Grant Wood’s American Gothic is among the most acerbic of the paintings at the America After the Fall exhibition (at the Royal Academy until June 4). The Wall Street Crash was making fools of those who believed in the American Dream, while the farmers of the Midwest were being driven into the dust by falling crop prices. Wood chose the flattest medium he could muster – elongated, with bas-relief paintwork, with a modernist hint on the flat landscape – full of pathos and loaded with irony at the mess these founding fathers had left America in. In recent times, American Gothic has become popular again, with original and bootlegged versions gracing covers of several British magazines.
In another overloaded painting, we see O Louis Guglielmi depicting an oil derrick with a portrait of Lenin propped against it. This was a footnote to the events of 1934, when oil man Nelson Rockefeller ordered the destruction of Diego Rivera’s mural Man at the Crossroads at the Rockefeller Center in New York, because the artist had included a portrait of Lenin. With fascism on the rise in Europe, there was a quasi-political argument smouldering in the US between the Regionalist art movement – rooted in the depiction of the American countryside and cartoonish images of working-class and black oppression – and the American modernists, such as Stuart Davis, who followed where Europe led. The Regionalists had contradictory followers – some were nationalist or even xenophobic by nature.
Elsewhere in the exhibition we see Philip Guston’s Guernica – Bombardment (1937). In Guston’s response to German and Italian forces “slowly and systematically” bombing every structure in the town, he creates a circular tondo, where a man with a gas mask, an El Greco-like robed man and naked babies radiate out from the horrifying point of explosion.

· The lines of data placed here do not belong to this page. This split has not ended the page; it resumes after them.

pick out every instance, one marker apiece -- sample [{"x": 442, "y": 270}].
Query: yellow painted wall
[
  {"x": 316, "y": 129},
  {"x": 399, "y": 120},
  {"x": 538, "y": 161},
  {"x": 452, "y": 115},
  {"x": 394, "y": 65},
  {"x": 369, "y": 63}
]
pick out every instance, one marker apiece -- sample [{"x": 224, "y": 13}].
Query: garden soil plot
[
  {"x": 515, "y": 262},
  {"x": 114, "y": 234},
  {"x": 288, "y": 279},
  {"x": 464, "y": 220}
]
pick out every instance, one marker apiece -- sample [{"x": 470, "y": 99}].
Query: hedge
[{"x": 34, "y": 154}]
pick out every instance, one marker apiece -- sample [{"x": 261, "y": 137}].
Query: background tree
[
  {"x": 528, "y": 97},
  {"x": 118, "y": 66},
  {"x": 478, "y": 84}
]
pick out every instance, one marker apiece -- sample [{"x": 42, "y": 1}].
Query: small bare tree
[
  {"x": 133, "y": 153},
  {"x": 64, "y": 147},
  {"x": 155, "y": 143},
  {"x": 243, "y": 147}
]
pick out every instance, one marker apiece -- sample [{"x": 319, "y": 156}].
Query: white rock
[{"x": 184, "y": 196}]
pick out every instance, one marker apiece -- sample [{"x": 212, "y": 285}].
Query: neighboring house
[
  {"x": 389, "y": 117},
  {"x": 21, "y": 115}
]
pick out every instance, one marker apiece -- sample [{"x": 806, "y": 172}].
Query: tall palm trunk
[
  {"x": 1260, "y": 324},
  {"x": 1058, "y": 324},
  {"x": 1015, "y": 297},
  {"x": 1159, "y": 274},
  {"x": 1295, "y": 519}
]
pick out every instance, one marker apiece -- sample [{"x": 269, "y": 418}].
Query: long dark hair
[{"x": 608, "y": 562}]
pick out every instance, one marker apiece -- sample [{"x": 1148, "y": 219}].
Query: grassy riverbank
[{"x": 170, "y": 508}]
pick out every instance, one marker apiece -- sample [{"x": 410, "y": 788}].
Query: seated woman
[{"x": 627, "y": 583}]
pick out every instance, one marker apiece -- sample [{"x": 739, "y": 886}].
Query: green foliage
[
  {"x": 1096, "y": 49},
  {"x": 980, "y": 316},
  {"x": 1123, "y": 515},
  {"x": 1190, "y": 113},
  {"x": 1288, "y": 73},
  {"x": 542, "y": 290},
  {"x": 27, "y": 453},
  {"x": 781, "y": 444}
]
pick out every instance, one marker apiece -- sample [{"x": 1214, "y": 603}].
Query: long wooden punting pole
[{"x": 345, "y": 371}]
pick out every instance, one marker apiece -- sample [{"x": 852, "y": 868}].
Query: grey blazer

“To them, the American scene was a dilapidated house with a broken-down buckboard out front and a horse that looked like a skeleton,” said Georgia O’Keeffe, of the trend among US artists of the 1930s for depicting the Depression. In the exhibition the work can seem to be a bit like this. There are a fair few too-noble workers painted with that flat, modernist twist, and faux naïf (or maybe just plain naïve) Harlem Renaissance men and women, to go with Paul Cadmus’s radiant The Fleet’s In!, Alice Neel’s tender, macabre portrait of communist organiser Pat Whalen and Edward Hopper’s glowing peach, amber, red and greys in the nostalgic New York Movie.
The 1930s were the gateway to war – and it’s said we are living them again. Perhaps the lesson to taken from this show is that not all work responding to times of upheaval is uncoded and overtly political. We should decipher the codes of our current art scene for scraps of clues, for when the tipping point came – the cut-off point – where the forearm becomes the wrist, where the wrist becomes a clenched fist.